The compounds produced by your brain are called glial cells. They pass through your brain and “prune” your synaptic connections. The process is not arbitrary, however. The glial cells seem to know just which synaptic connections need pruning.

Researchers have identified a protein that assists in this process. It is called C1q, and it marks specific synaptic connections for removal. The glial cells recognize the mark, bond with the protein, and “prune” the connection.

So how does the C1q protein decide which synaptic processes to mark for deletion? Simple. It marks the ones that are least used.

That is why it is important for you to monitor what you are mindful of.

Step #2: Decide what thoughts you want to eliminate.

The thoughts you hold most often in your consciousness are the thoughts that are protected. The thoughts you hold less often are the ones that get marked for deletion.

For example, if you spend a lot of time criticizing yourself, and much less time encouraging yourself, imagine which process will be marked for deletion?

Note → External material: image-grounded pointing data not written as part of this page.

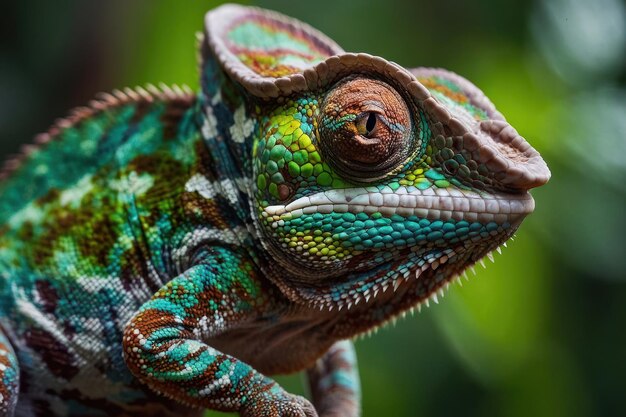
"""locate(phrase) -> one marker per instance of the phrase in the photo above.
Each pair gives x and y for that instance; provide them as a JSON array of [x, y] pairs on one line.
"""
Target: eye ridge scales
[[163, 252]]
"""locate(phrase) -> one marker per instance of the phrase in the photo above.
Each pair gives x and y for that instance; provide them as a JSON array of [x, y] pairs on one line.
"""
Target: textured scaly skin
[[163, 252]]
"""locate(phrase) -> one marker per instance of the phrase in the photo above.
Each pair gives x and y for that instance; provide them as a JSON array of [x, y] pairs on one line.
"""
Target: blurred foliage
[[539, 333]]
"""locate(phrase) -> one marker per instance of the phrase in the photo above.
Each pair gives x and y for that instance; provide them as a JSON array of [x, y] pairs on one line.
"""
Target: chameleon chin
[[163, 252]]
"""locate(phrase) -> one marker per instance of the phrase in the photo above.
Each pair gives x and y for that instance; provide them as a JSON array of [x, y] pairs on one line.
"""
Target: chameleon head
[[368, 175]]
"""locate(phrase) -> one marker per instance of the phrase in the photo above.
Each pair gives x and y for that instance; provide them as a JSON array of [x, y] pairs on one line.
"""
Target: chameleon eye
[[366, 123], [365, 129]]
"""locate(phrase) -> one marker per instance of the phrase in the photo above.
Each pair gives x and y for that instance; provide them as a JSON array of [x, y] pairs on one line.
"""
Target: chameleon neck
[[225, 118]]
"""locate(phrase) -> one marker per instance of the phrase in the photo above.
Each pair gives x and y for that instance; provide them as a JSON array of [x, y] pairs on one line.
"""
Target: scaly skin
[[163, 252]]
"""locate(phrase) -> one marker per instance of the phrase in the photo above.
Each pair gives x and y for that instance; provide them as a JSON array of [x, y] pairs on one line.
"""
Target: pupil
[[371, 122]]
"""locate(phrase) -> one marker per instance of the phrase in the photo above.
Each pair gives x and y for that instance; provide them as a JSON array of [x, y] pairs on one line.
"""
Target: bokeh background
[[542, 332]]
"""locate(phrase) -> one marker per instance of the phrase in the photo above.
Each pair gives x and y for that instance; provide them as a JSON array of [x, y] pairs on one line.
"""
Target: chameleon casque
[[161, 252]]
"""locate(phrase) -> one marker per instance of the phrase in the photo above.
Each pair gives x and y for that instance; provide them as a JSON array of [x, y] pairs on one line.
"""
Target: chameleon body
[[163, 252]]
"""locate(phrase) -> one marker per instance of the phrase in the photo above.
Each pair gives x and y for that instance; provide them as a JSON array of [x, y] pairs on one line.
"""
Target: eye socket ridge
[[366, 129]]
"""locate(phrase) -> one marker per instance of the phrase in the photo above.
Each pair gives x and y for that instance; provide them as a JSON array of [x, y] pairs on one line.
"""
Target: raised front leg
[[334, 382], [164, 343], [9, 378]]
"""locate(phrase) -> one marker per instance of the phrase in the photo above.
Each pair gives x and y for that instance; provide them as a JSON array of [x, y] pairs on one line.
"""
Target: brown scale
[[377, 140]]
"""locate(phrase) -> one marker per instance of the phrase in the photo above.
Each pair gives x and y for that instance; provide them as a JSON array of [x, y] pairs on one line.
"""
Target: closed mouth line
[[432, 204]]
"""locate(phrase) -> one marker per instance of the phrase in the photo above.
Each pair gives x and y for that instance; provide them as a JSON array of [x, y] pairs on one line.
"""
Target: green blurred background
[[539, 333]]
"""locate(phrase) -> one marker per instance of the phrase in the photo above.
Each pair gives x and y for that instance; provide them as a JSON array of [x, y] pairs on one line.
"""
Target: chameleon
[[164, 252]]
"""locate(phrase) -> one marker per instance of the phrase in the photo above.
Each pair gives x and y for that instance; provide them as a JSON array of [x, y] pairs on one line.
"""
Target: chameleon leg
[[9, 378], [164, 348], [334, 382]]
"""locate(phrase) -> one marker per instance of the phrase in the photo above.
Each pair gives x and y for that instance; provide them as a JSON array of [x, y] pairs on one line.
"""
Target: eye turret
[[365, 129]]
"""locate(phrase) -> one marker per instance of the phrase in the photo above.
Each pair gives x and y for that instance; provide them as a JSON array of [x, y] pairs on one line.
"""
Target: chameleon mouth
[[431, 203]]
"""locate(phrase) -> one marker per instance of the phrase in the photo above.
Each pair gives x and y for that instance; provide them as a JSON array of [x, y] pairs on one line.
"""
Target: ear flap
[[264, 51], [462, 98]]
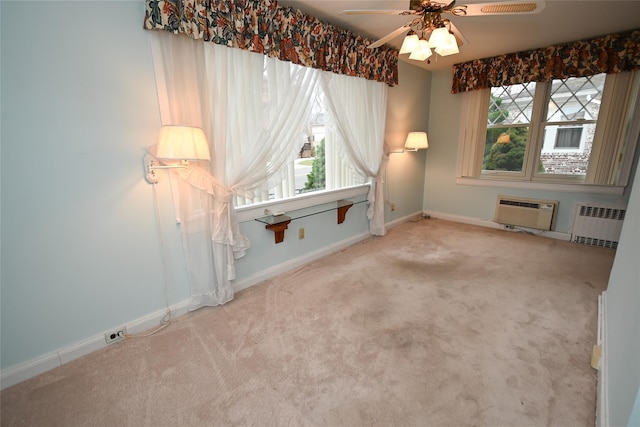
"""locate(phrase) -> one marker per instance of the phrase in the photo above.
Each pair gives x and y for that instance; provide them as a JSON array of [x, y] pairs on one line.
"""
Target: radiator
[[597, 225], [531, 213]]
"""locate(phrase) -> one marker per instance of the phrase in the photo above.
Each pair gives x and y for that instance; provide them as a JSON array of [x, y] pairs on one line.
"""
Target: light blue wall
[[623, 321], [81, 253], [442, 194], [408, 111], [623, 295]]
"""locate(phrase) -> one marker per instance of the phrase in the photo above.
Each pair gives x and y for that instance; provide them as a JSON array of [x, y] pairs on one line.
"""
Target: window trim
[[621, 126]]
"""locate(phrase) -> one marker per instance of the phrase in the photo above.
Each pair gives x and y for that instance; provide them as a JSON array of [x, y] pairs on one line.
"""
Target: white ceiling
[[560, 21]]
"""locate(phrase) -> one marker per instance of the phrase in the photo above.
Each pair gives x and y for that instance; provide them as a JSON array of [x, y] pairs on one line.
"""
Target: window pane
[[574, 102], [317, 163], [568, 137], [511, 104], [505, 148], [575, 98]]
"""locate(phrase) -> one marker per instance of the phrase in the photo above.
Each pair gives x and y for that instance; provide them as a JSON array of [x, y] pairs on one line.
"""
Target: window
[[317, 162], [575, 130], [567, 138]]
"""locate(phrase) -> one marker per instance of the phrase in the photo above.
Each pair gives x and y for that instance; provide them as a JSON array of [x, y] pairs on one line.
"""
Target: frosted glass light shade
[[416, 141], [182, 143], [422, 51], [438, 37], [409, 44]]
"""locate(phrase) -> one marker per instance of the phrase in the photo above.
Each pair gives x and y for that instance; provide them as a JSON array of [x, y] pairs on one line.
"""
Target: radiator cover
[[523, 212], [597, 225]]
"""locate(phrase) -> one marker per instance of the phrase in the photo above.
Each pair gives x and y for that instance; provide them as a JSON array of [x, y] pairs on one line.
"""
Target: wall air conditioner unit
[[530, 213], [597, 225]]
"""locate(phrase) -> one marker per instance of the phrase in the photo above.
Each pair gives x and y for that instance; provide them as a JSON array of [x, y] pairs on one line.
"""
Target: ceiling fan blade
[[506, 8], [460, 39], [390, 36], [375, 12]]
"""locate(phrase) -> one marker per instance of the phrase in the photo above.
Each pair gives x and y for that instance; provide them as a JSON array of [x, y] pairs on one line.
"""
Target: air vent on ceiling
[[509, 8]]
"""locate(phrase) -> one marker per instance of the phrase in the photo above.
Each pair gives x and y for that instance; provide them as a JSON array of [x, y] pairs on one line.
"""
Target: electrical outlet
[[117, 335]]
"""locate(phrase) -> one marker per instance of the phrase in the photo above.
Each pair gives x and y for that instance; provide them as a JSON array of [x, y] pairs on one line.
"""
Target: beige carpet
[[436, 324]]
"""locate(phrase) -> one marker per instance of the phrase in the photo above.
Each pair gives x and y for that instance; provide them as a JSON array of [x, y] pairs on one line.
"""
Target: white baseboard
[[602, 399], [294, 263], [297, 262], [44, 363], [490, 224]]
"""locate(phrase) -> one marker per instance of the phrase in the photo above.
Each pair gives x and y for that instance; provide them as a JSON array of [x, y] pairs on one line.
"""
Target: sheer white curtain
[[251, 109], [359, 109]]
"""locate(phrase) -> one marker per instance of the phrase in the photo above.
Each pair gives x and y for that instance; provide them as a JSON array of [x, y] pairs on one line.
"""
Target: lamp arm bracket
[[151, 164]]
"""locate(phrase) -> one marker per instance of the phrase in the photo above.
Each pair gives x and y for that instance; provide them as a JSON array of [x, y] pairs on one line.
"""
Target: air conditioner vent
[[530, 213], [509, 8], [520, 203]]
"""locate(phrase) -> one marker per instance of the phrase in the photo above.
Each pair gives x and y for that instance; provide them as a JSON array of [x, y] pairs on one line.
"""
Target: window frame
[[609, 165]]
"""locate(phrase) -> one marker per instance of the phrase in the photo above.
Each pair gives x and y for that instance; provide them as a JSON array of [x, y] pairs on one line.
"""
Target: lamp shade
[[421, 52], [182, 143], [416, 141]]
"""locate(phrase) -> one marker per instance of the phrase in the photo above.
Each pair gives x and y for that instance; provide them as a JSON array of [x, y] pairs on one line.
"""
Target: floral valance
[[280, 32], [609, 54]]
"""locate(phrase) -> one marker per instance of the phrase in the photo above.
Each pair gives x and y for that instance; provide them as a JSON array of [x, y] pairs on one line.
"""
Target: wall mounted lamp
[[416, 141], [176, 143]]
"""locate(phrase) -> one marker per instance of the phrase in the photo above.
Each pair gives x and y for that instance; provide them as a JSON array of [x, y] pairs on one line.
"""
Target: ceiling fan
[[444, 37]]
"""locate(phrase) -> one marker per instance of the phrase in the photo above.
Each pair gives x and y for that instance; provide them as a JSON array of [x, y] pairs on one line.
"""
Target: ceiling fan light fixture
[[439, 37], [410, 43], [448, 47], [422, 51]]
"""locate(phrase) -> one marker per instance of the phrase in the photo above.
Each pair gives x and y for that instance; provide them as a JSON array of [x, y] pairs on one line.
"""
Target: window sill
[[610, 190], [251, 212]]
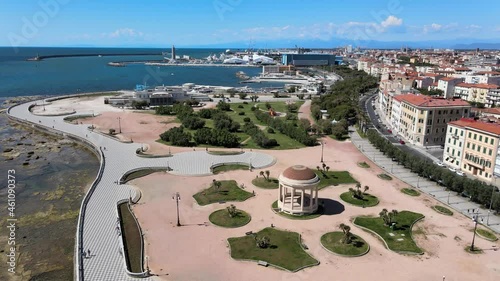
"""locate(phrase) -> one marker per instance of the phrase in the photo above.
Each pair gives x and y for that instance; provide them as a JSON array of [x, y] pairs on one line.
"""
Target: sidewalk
[[451, 199]]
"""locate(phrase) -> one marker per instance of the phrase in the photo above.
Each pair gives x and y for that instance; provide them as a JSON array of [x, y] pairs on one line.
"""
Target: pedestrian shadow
[[331, 207]]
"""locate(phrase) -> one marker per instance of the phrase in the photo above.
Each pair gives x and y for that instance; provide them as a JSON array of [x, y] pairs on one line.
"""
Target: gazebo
[[298, 191]]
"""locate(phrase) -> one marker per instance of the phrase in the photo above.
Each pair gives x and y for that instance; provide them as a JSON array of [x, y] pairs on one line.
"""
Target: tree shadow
[[331, 207]]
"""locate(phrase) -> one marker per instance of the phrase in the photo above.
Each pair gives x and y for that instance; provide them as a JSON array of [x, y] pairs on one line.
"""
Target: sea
[[67, 75]]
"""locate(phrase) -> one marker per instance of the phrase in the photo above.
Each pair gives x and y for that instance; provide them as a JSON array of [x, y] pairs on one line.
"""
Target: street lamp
[[474, 219], [119, 125], [491, 203], [322, 144], [177, 198]]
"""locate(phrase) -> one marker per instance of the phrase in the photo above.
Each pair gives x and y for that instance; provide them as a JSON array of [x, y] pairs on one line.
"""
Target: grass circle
[[367, 201], [221, 218], [261, 182], [442, 210], [332, 242], [485, 234], [384, 177], [410, 191]]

You can help increase your brain’s efficiency by focusing on the things that are truly important to you, and letting everything else fall to the wayside.

Step #3: Sleep.

As you are learning something new, your brain begins building a lot of connections. In the beginning, they are not very efficient, but as your brain goes through and prunes them, they become more streamlined and effective.

Sleep is critical for your brain to perform that function. While you sleep, your brain cells shrink, making room for the glial cells to do their job.

Step #4: Eat well.

The food you consume has a major impact on the efficiency of your brain. Include whole grain foods in your diet, as they release glucose slowly into the bloodstream, keeping you alert all day.

It is also important to consume omega-3 fatty acids. Oily fish like salmon, trout, mackerel and herring are a great addition to your diet, as they release EPA and DHA in a form your brain can use.